Rashida's eyes grew as wide as saucers. "W-what? Hal tatahadath lughat 'ukhraa bijanib alearabia?" She asked, straightening in interest. What languages do you speak besides English?

Harry idly shifted in place, before answering, "German, Greek and Arabic. A little French."

"Min sijak?" she exclaimed. Are you serious? Harry nodded. Rashida whistled. "That's pretty impressive, then. I'm bilingual, myself." She then glanced up at the sun, before frowning and walking through the archway. She turned around and beckoned him to follow. "Come on, I've wasted enough of your time. Let's get you in front of some snakes."

Harry beamed.

A man rushed through the crowds, breathing fast and hard, though his footsteps were light and silent on the flagstones, nimbly darting with practised ease despite his imposing frame. He ignored the startled cries of those strangers he knocked over, choosing instead to escape before any of them could call attention to it. He wore a combination of linen undershirt and leather overwear, all coloured the same as his mantle; a large black cloak fastened by a golden brooch billowed as he ran, fluttering but never seeming to get in the way of his agile movements.

He stopped suddenly, glancing around once before nodding and turning on his heel, entering a small, dingy establishment. Nameless, the outside of the kiosk looked run down and worn to pieces, with its entrance being guarded by only a thin shimmering veil that served as a door. He wasn't fooled, though. He quietly brushed past the flowing purple fabric and stepped into the equally despairing hallway behind it. With measured steps, he crept along the length of the creaky floorboards, careful not to trigger any creaks. He might've silenced himself with skill, but the floor held no such reservations.

He reached the end of the hallway without trouble and searched the otherwise unobtrusive door for the only distinguishing mark; the golden symbol that would be painted on the side of the frame, the one that matched his own.

Finding the symbol to the far bottom left, he reached down and pressed three fingers inside the small box of the hieroglyph, listlessly watching it glow softly for a second before the wooden door in front of him shimmered out of view, displaying an open entrance in its stead.

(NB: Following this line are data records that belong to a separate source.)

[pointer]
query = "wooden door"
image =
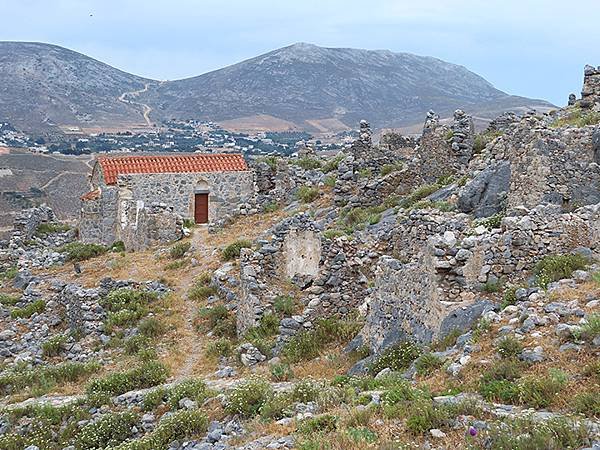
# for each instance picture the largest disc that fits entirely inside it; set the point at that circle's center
(201, 208)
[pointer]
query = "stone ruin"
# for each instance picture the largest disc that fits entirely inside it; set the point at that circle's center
(24, 249)
(329, 275)
(532, 164)
(590, 94)
(433, 284)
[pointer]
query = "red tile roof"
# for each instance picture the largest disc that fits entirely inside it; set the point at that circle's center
(92, 195)
(112, 167)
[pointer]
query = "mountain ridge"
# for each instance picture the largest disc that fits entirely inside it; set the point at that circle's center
(302, 84)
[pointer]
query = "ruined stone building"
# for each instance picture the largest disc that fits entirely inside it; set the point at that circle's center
(142, 200)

He took that as a sign of permitted entry and stepped into the spacious room inside. It was much larger than what should've been permitted by the laws of normality, but they never really concerned themselves with those trivial matters. It was a sitting room, of sorts, the centre occupied by many seats, cushions and couches of warm and earthy tones. The entire perimeter of the room maintained an uninterrupted surface top pushed against the walls. It was covered by a deep hue of simple red cloth, upon which rows and rows of candles flickered, casting mixed shadows onto the surfaces of the chamber. He cast his gaze to the centre of the meeting room, where two distinct figures sat;

The first was a woman; she sat sensually on a large cushioned armchair, her legs crossed elegantly under her long, luxurious ankle-length satin garb. She shifted with his arrival, and he caught proper sight of her open-footed strappy stilettos under the candlelight. Her dress was fitted, non-traditional around these parts, with a high-waist and a small train that draped onto the carpeted floors of the room.

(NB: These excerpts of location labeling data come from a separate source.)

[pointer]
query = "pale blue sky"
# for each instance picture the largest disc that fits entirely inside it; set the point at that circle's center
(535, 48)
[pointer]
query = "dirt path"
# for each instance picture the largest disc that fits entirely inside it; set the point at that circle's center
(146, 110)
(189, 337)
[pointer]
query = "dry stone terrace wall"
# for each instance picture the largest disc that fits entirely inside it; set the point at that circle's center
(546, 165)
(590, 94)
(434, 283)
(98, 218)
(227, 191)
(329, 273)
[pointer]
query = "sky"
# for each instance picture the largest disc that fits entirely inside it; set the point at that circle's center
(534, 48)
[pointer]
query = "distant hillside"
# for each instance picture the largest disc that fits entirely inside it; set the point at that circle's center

Her left hand rested on her lap; drawing attention to a gold ring adorned with a large emerald gem; the right brushed her red lips lightly, showing a hint of pearly white teeth behind her open-sleeved black silk attire. Atop her head; thinly encasing dark rivulets, sat a thin golden headdress paired with a long, rectangular scarf that wrapped around her crown and pinned itself in place at her shoulders.

Finally, a gold pendant shaped into the ever-recurring hieroglyph hung around her neck, attractively pressing against her silk covered chest in the deep maroon candlelight. Her bright aureate eyes flickered towards him as he entered, as brilliantly golden as her jewellery.

The second figure noticed the movement of the woman and adjusted his positioning on his chair to face the newcomer accordingly. He was distinctly male; large, broad shoulders and heavy build only enforced this notion further. His shoulder-length silvery hair shifted slightly as his head turned, though a large majority of it was secured into a militaristic bun.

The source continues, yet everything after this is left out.